While Go's frustration often comes from debugging sloppy concurrent code, the frustration with Rust is often about having your code to compile. But once it compiles, it runs beautifully. Some prefer the former, I personally prefer the latter. Also, I think the argument of increased productivity with Go should not be the main argument, because the time you save writing a large program, you will probably lose trying to debug a deadlock (which could still happen in Rust but harder to make happen) or a random data race that the race detector couldn't catch (or in a vendored library).
If I had to define the experience with both languages, Go is the instant gratification option, you feel productive quickly, the language is easy to learn with a forgiving syntax sometimes at the expense of correctness. Rust is the delayed gratification option, frustrating at times, very hard to learn and master but offering strong safety guarantees with an elegant syntax (which is a personal opinion).
Also it's a controversial topic in the Go community but the lack of generics...

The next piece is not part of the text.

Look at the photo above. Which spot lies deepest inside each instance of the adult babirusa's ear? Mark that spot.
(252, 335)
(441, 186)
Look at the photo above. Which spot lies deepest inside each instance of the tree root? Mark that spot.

Rust has its downsides too, for example the slow compile times or the lack of maintained libraries for some core functionalities but overall, programming with Rust is a much more enjoyable experience once you start getting ahead the learning curve.
One last thing: It is hopeless trying to learn Rust in four days without very good resources/books. I recommend "Programming Rust" from OReilly if you really want to dig into the language. It's incomplete at the time of writing but still one of the most useful resource out there (with the free Rust ebook). My knowledge of Rust dramatically increased after reading it and I felt much more confident writing larger programs.
Go is a language that is used to write on top of things. Rust can, maybe, be used to write the things Go are written on top of.
This sentiment (or slight) is the same as always said of C and C++, that they are used to make real things (systems and infrastructure, foundations), and the sentiment (and slight) is there because there's a lot of truth to it.
Which language was used to write our *nixes, windows, the biggest web servers (apache, nginx, IIS), haproxy, mysql, postgresql, oracle db, etc, etc? C/C++, of course. What else?
Docker is just a front end/abstraction layer for the features already in the Linux kernel (written in C). You can write, what's essentially just automation tools, like this in any language.
I don't think what you write in this post is a testament to any strength of Go. If currently there exist a testament to its strength it must just be the fact that it's used; adoption rate/popularity, although I have not seen the numbers.
IMO this tone or slights against Go will hardly endear Rust to people. Rust's superiority should stands on its own. Not just you I have seen this sentiment many times by Rust enthusiasts on reddit and elsewhere.
Go already has successful companies like Docker, CoreOS etc literally built using Go. There are 100s of companies using Go productively. Very large software like kubernetes, docker, etcd are written in Go and they are not toy scripts.